NEW YORK, July – US Treasury yields reversed earlier declines to trade higher on Friday as uncertainty around the U.S. presidential election as well as the imminent French legislative elections offset an earlier confidence boost from a slowdown in U.S. inflation.
Yields, which move inversely to prices, had declined after a key inflation reading for May showed price pressures cooled in line with expectations, strengthening the case for monetary policy easing to start later this year.
But concerns over the long-term US fiscal and monetary trajectory became the focus during the day, as President Joe Biden’s shaky performance against Republican rival Donald Trump in the first 2024 US presidential debate on Thursday increased speculation about a potential second Trump presidency.
“The debate has relevance because the Trump camp is pro- growth, pro equity markets, pro higher tariffs, which on the longer-term augurs for upward pressure on inflation,” said Padhraic Garvey, regional head of research for the Americas at ING.

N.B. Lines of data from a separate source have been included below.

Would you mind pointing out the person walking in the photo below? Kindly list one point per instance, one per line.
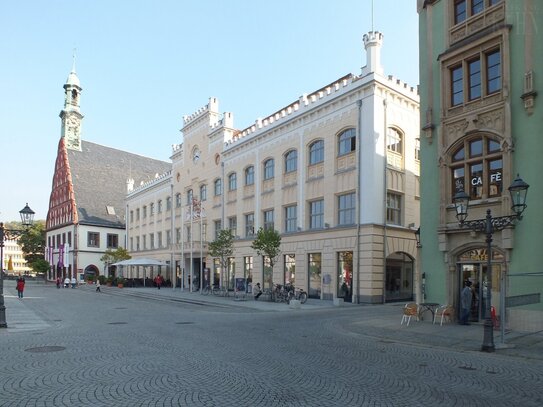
(465, 303)
(20, 287)
(258, 291)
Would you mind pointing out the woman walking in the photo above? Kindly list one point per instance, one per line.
(20, 287)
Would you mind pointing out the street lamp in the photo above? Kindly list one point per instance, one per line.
(488, 225)
(27, 218)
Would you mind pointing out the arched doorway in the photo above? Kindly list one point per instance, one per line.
(91, 271)
(399, 277)
(472, 265)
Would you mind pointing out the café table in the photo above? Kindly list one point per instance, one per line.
(427, 306)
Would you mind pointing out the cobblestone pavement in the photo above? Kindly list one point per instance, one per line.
(76, 347)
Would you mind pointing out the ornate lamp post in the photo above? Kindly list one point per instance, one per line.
(488, 225)
(27, 218)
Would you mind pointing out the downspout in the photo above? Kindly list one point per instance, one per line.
(385, 199)
(173, 268)
(356, 292)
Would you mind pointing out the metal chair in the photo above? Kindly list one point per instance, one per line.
(410, 309)
(444, 312)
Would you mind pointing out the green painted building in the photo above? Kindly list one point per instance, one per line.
(481, 78)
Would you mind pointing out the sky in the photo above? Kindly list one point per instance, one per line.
(144, 64)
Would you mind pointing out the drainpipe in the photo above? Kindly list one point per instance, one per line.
(356, 293)
(385, 199)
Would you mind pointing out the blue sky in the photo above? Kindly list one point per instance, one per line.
(143, 65)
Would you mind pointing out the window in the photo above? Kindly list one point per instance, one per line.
(269, 165)
(394, 141)
(346, 209)
(268, 219)
(464, 9)
(93, 239)
(316, 152)
(250, 175)
(112, 241)
(291, 161)
(480, 158)
(316, 214)
(347, 142)
(218, 187)
(249, 224)
(218, 228)
(484, 68)
(290, 268)
(474, 70)
(457, 81)
(232, 182)
(291, 218)
(233, 225)
(394, 209)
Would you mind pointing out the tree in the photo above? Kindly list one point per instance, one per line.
(222, 247)
(32, 242)
(267, 243)
(114, 256)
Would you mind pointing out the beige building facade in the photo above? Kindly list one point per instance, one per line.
(336, 173)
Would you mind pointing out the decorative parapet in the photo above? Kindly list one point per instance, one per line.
(159, 178)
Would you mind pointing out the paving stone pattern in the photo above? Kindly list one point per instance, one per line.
(76, 347)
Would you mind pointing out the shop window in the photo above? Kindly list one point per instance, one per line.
(480, 158)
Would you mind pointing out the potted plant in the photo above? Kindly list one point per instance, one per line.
(120, 282)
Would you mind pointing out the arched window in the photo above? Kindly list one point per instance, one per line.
(394, 141)
(232, 182)
(346, 142)
(218, 187)
(291, 161)
(316, 152)
(269, 169)
(476, 167)
(250, 175)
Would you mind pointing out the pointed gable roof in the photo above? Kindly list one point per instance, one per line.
(94, 181)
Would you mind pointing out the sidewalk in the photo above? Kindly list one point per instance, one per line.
(378, 321)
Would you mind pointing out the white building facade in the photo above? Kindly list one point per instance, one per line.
(336, 173)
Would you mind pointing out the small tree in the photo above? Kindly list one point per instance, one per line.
(267, 243)
(222, 247)
(114, 256)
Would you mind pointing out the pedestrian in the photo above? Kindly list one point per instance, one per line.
(465, 303)
(20, 287)
(258, 291)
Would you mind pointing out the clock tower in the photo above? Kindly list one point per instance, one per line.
(71, 116)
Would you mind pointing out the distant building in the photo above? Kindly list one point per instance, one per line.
(481, 81)
(87, 208)
(14, 262)
(336, 172)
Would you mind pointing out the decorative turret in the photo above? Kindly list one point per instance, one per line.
(372, 42)
(71, 116)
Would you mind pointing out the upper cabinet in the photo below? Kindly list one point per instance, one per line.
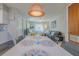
(4, 17)
(73, 19)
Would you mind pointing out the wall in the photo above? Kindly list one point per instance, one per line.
(14, 28)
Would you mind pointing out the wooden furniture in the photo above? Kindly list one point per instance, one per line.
(73, 19)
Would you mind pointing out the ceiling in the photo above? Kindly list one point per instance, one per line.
(50, 8)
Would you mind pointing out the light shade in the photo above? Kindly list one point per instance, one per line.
(36, 10)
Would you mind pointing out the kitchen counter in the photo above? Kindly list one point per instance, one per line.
(29, 44)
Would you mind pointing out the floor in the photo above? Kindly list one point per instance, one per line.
(71, 48)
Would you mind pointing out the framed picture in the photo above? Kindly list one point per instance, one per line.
(53, 24)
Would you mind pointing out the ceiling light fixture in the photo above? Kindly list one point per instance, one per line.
(36, 10)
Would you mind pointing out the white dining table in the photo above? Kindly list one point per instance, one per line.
(31, 43)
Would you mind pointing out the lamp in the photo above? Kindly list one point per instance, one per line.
(36, 10)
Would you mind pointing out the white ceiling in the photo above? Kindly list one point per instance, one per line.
(50, 8)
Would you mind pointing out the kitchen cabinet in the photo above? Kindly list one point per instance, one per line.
(4, 17)
(73, 19)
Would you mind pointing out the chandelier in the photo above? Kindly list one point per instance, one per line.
(36, 10)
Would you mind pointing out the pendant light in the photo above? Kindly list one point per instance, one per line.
(36, 10)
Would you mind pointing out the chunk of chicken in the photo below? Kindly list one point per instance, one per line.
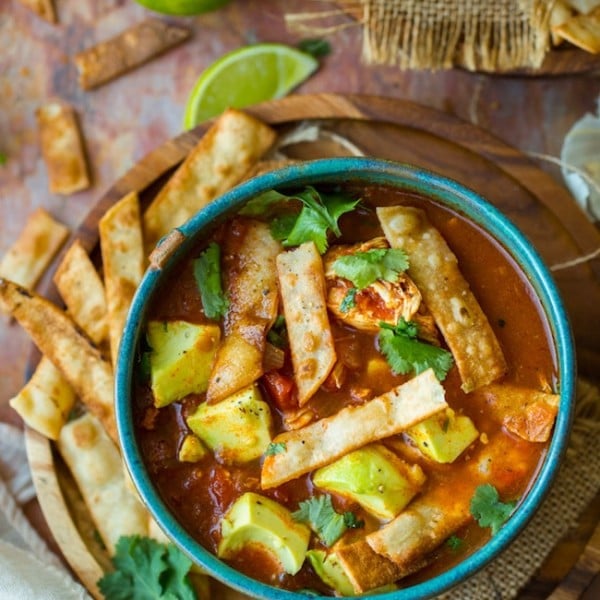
(385, 301)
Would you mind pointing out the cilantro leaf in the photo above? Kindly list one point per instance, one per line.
(349, 300)
(316, 47)
(275, 448)
(319, 215)
(363, 268)
(207, 272)
(487, 508)
(147, 570)
(405, 353)
(323, 519)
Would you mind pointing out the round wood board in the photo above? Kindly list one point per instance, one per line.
(385, 128)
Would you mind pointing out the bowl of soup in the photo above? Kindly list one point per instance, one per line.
(347, 376)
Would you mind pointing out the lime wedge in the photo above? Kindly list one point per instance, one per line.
(182, 7)
(247, 76)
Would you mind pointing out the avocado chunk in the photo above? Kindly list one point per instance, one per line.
(258, 520)
(444, 436)
(379, 480)
(181, 358)
(191, 449)
(237, 429)
(331, 572)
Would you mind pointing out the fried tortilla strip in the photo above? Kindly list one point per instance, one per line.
(95, 463)
(228, 150)
(366, 569)
(582, 31)
(250, 277)
(62, 149)
(440, 512)
(123, 259)
(526, 412)
(128, 50)
(82, 290)
(34, 249)
(434, 268)
(42, 8)
(59, 338)
(326, 440)
(303, 293)
(46, 400)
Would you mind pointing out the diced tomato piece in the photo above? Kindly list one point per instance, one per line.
(282, 390)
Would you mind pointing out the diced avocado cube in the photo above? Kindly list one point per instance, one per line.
(444, 436)
(191, 449)
(379, 480)
(181, 358)
(237, 429)
(255, 519)
(331, 572)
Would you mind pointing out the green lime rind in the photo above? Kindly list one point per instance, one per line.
(182, 7)
(247, 76)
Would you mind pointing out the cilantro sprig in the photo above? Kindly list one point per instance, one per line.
(405, 353)
(487, 508)
(147, 570)
(363, 268)
(207, 272)
(324, 520)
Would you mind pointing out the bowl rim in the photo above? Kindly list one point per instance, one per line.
(366, 170)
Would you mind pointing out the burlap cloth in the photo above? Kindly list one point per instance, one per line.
(489, 35)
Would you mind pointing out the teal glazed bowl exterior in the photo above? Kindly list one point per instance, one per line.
(367, 171)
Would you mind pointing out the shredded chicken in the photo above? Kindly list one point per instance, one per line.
(381, 301)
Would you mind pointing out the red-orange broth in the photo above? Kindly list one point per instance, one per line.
(199, 494)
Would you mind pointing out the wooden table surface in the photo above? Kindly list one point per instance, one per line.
(124, 120)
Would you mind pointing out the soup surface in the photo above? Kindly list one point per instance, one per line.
(458, 470)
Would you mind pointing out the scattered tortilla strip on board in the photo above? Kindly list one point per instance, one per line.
(62, 148)
(58, 337)
(82, 290)
(434, 268)
(328, 439)
(123, 260)
(128, 50)
(42, 8)
(582, 31)
(250, 279)
(46, 400)
(228, 150)
(526, 412)
(34, 249)
(303, 293)
(95, 463)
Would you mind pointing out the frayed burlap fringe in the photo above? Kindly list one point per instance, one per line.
(490, 35)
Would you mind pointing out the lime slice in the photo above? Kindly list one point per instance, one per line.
(182, 7)
(247, 76)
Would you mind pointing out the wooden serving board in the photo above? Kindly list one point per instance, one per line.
(386, 128)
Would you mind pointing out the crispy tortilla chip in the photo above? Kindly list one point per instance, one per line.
(46, 400)
(326, 440)
(43, 8)
(227, 151)
(82, 290)
(128, 50)
(526, 412)
(582, 31)
(95, 463)
(62, 148)
(303, 291)
(34, 249)
(434, 268)
(59, 338)
(366, 569)
(123, 261)
(250, 276)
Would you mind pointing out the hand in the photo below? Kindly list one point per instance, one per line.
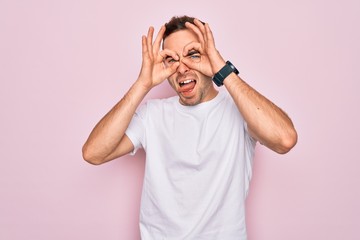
(153, 71)
(211, 60)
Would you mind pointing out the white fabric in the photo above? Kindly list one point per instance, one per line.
(198, 168)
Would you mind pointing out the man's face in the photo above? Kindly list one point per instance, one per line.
(192, 86)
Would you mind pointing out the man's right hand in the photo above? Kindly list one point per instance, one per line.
(153, 71)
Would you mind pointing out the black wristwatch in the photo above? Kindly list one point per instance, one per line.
(223, 73)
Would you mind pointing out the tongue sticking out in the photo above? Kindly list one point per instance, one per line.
(187, 87)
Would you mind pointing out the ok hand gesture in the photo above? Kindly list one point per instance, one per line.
(211, 60)
(153, 71)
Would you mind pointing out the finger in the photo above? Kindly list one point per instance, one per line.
(144, 46)
(192, 46)
(149, 39)
(196, 30)
(158, 39)
(209, 35)
(201, 27)
(168, 53)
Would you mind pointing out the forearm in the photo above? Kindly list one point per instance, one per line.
(266, 122)
(108, 133)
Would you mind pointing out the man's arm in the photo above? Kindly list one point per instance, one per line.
(108, 140)
(266, 122)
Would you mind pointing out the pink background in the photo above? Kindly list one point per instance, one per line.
(64, 64)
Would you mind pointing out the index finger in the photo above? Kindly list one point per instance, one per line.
(158, 39)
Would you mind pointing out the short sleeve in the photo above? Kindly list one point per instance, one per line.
(136, 128)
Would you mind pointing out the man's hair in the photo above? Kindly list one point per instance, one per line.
(177, 23)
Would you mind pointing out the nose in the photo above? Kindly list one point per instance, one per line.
(183, 68)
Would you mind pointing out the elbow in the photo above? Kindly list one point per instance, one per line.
(90, 157)
(287, 142)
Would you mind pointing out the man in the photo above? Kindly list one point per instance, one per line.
(199, 144)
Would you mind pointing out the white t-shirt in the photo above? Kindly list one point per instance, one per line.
(198, 168)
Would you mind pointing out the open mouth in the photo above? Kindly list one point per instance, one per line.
(186, 82)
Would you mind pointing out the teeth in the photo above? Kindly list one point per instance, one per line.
(185, 82)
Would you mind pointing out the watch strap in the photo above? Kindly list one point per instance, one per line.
(225, 71)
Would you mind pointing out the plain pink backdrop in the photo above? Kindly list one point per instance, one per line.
(64, 64)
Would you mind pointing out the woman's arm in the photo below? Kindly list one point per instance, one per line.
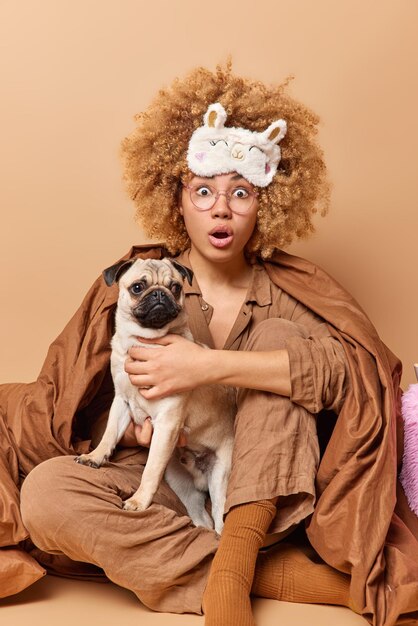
(180, 365)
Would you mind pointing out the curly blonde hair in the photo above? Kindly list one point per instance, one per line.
(155, 157)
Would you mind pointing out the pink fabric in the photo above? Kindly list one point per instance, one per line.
(409, 474)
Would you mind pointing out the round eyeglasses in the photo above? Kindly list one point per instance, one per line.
(239, 199)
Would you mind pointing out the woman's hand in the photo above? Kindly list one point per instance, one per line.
(137, 435)
(170, 365)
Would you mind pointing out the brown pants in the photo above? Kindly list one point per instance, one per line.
(75, 510)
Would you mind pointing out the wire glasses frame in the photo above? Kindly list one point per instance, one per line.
(204, 198)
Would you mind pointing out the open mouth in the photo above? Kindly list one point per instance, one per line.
(221, 236)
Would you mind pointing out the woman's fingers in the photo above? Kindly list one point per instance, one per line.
(144, 433)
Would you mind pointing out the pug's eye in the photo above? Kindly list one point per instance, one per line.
(175, 289)
(136, 288)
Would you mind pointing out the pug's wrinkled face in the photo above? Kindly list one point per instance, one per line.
(151, 292)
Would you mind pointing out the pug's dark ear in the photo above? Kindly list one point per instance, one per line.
(113, 274)
(184, 271)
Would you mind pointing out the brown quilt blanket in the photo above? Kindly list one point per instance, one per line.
(361, 525)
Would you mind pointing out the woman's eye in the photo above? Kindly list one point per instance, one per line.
(136, 288)
(204, 191)
(240, 193)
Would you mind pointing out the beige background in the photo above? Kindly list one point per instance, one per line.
(73, 74)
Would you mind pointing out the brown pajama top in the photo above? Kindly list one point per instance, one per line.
(361, 523)
(275, 454)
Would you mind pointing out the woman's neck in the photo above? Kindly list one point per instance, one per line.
(234, 273)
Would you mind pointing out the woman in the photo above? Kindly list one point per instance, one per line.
(294, 344)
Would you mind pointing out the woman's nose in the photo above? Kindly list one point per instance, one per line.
(221, 207)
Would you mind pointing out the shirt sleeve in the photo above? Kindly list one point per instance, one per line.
(319, 373)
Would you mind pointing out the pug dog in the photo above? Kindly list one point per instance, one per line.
(150, 305)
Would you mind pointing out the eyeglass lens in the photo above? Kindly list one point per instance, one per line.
(239, 200)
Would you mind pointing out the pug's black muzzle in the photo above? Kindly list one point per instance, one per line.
(156, 309)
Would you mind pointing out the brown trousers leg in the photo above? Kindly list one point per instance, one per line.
(75, 510)
(158, 554)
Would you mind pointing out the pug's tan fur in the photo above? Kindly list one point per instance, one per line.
(206, 413)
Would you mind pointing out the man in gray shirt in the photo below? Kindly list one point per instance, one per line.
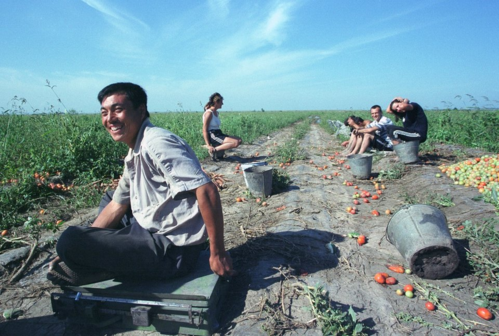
(164, 208)
(375, 133)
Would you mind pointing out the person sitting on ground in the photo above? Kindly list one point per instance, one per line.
(374, 133)
(214, 138)
(354, 123)
(159, 218)
(413, 118)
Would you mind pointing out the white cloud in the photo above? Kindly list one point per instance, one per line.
(119, 19)
(273, 29)
(219, 8)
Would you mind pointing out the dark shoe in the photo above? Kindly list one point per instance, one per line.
(62, 275)
(214, 155)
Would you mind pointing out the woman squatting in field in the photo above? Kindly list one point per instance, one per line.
(214, 138)
(354, 123)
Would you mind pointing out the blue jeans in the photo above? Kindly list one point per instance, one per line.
(130, 251)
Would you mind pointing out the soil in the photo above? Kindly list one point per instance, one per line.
(278, 247)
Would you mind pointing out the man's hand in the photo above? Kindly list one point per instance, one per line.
(54, 262)
(222, 265)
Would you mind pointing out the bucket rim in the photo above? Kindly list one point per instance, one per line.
(356, 156)
(258, 169)
(405, 207)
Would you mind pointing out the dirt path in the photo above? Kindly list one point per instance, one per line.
(278, 250)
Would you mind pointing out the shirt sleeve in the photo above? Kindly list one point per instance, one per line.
(175, 160)
(122, 193)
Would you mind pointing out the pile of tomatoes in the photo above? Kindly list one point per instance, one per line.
(408, 290)
(481, 173)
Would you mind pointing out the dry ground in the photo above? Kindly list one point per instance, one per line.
(275, 248)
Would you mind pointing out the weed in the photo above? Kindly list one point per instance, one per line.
(331, 320)
(484, 259)
(488, 298)
(405, 317)
(394, 173)
(280, 181)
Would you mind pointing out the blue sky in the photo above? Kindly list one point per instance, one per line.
(270, 54)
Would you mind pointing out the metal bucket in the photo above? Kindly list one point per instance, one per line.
(259, 180)
(361, 165)
(420, 234)
(407, 151)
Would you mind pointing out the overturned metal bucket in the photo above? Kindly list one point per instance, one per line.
(420, 234)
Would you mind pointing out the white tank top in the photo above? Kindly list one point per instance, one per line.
(214, 122)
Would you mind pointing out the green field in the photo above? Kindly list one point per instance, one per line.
(65, 157)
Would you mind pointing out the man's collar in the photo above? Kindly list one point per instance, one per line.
(140, 136)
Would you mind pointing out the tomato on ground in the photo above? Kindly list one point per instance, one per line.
(391, 281)
(379, 278)
(484, 313)
(430, 306)
(408, 288)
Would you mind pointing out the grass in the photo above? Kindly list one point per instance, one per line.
(68, 158)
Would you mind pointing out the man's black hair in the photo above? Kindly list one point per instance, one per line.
(135, 93)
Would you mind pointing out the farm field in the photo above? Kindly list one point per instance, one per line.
(299, 271)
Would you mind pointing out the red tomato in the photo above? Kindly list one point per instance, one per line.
(408, 288)
(391, 281)
(379, 278)
(430, 306)
(484, 313)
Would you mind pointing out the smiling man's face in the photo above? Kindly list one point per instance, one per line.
(376, 114)
(121, 119)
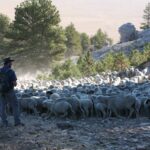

Garvey added that while short-term bonds were more directly impacted by the prospect of interest rate cuts this year, longer-dated paper reflected ongoing concerns over rising U.S. debt issuance.
“This is a vulnerability going forward, where we get data optically positive for the rate-cut narrative but the back end starts to think about the longer term,” said Garvey.
Meanwhile, French government bond yields rose on Friday
ahead of Sunday’s first round of a snap election, which polls suggest the France’s far-right movement could win.
The prospect of “populist politics … and probably lack of fiscal restraint” in France may have contributed to the upward move in U.S. yields, with investors not wanting to take long positions in bonds into the voting weekend, said John Velis, Americas macro strategist at BNY.
While political concerns pushed long-term yields higher, Velis said the move back up in shorter-term yields was likely driven by the Chicago purchasing managers’ index (PMI) USCPMI=ECI, which came out much stronger than anticipated, defying the narrative of a sharp economic slowdown.
Earlier in the day the release of personal consumption expenditures (PCE) price index data had increased the chances of a Fed rate cut in September, but later on Friday futures contracts tied to the policy rate implied a 59.5% chance of a quarter-percentage-point cut in September, unchanged from Thursday, CME Group data showed.
Benchmark 10-year yields were last at 4.34%, about five basis points higher than on Thursday. They were 18 basis points lower since the beginning of June and 14 basis points higher since the start of the second quarter.
Two-year yields were roughly unchanged at 4.72% on Friday. They declined by 17 basis points in June but added 10 basis points in the second quarter.
Further out, 30-year yields on Friday added seven basis points to 4.5%, closing the month 15 basis points lower but adding 17 basis points over the quarter.
The spread between two and 10-year yields remained deeply negative but narrowed to minus 38 basis points, its smallest in about a month.
An inversion in that part of the yield curve, which happens when shorter-dated Treasuries yield more than longer-dated ones, is closely watched by investors as it has historically signaled a recession is in the horizon.